The present systematic review has some advantages. To our knowledge, it is the first study reviewing the existing evidence on radon exposure and CNS tumors. We have also developed a quality scale to assess the differences between the studies included and also to compare is validity. The classification of the studies retrieved in occupational, adults and pediatric population, allow us to consider the particular characteristics of these individuals.
This study has some limitations. The main one is that it has not been possible to meta-analyze the included studies, neither globally nor by the subgroups included. This is due to the high heterogeneity of the studies, which are case-control studies, cohort studies or ecological studies. Besides the individual limitations of each study, there is the possibility that we have missed studies published in languages different than English or Spanish. Nevertheless, we are not aware of any study that we have excluded due to language limitations, since we should have found this study in the literature search. A further limitation is that many studies have adjusted their results by few covariates (age and gender mainly) and some of them did not adjust their results for tobacco consumption.
There are few studies that have assessed the relationship between radon exposure and CNS tumors and the results are contradictory. Some rigorous studies have observed statistically significant associations in miners or in general population. Nevertheless, other high quality studies have not observed any association. Two of the studies that found an association were performed in women and children, populations that are not available in miners’ studies. Residential studies are limited because it is difficult to estimate radon exposure.

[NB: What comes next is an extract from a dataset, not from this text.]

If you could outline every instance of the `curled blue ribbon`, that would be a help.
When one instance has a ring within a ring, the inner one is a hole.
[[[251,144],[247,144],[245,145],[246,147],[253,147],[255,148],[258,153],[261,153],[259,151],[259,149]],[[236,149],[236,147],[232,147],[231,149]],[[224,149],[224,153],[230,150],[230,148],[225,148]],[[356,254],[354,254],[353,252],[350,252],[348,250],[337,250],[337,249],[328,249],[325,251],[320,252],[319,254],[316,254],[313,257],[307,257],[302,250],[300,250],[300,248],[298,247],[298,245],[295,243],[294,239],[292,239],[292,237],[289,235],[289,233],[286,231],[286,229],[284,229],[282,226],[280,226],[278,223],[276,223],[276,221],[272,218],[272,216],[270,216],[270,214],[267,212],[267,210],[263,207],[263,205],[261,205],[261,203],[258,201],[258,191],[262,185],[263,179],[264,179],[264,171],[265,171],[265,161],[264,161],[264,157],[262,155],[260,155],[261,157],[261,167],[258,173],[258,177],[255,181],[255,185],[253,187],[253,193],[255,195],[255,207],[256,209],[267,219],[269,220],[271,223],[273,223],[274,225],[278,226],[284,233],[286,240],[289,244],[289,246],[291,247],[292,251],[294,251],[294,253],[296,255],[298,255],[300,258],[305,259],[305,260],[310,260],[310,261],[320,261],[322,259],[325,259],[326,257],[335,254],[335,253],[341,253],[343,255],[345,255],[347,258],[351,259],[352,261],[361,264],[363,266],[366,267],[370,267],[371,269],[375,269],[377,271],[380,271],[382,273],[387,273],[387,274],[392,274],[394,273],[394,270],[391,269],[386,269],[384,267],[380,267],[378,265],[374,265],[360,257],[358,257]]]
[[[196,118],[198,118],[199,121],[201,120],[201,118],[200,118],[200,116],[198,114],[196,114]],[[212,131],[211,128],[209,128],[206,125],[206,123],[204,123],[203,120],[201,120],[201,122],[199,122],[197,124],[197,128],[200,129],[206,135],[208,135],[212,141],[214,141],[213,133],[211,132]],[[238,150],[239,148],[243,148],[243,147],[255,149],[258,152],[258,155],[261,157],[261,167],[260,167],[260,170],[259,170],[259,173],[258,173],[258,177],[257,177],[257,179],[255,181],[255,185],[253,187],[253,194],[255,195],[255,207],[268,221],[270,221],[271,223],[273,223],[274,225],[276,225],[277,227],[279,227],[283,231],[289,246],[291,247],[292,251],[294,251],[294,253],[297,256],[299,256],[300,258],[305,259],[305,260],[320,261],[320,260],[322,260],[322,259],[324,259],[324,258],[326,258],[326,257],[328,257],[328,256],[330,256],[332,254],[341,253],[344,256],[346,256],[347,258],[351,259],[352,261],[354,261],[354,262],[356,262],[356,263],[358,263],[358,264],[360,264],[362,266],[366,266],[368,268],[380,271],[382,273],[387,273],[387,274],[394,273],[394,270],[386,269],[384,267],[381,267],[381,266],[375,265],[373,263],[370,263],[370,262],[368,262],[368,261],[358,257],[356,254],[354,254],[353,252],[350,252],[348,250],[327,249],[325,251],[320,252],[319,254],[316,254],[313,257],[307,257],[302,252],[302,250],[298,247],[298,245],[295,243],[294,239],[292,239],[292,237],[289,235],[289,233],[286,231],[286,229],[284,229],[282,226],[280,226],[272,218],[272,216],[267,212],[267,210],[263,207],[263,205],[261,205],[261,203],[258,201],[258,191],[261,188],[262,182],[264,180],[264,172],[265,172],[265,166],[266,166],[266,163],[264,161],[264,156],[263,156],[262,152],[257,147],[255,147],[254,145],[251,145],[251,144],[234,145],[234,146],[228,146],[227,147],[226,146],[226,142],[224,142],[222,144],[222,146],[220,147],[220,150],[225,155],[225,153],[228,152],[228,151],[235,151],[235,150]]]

Other problem is that CNS tumors comprise many different diseases and the tumors included are different in some studies.
We can conclude that it is necessary to perform more robust studies, preferably in areas with high radon concentrations and using preferably individual measurements to assess radon exposure. Given the low incidence of CNS tumors and the existence of biological plausibility for a potential effect, more research is needed on this topic.
What is known on this subject?
Exposure to indoor radon is an established risk factor for lung cancer. The literature is not consistent regarding the occurrence of other cancers due to radon exposure. Some studies have shown an association with radon and cancers of the central nervous system while others have not shown any effect.
What does this study add to the literature?
This is the first systematic review on this topic. Results are are discrepant, and no conclusion can be established for a possible relationship between radon exposure and central nervous system tumors. Results are also discrepant when different subpopulations are analyzed independently (miners, adults or children). These results warrant more studies particularly in radon prone areas.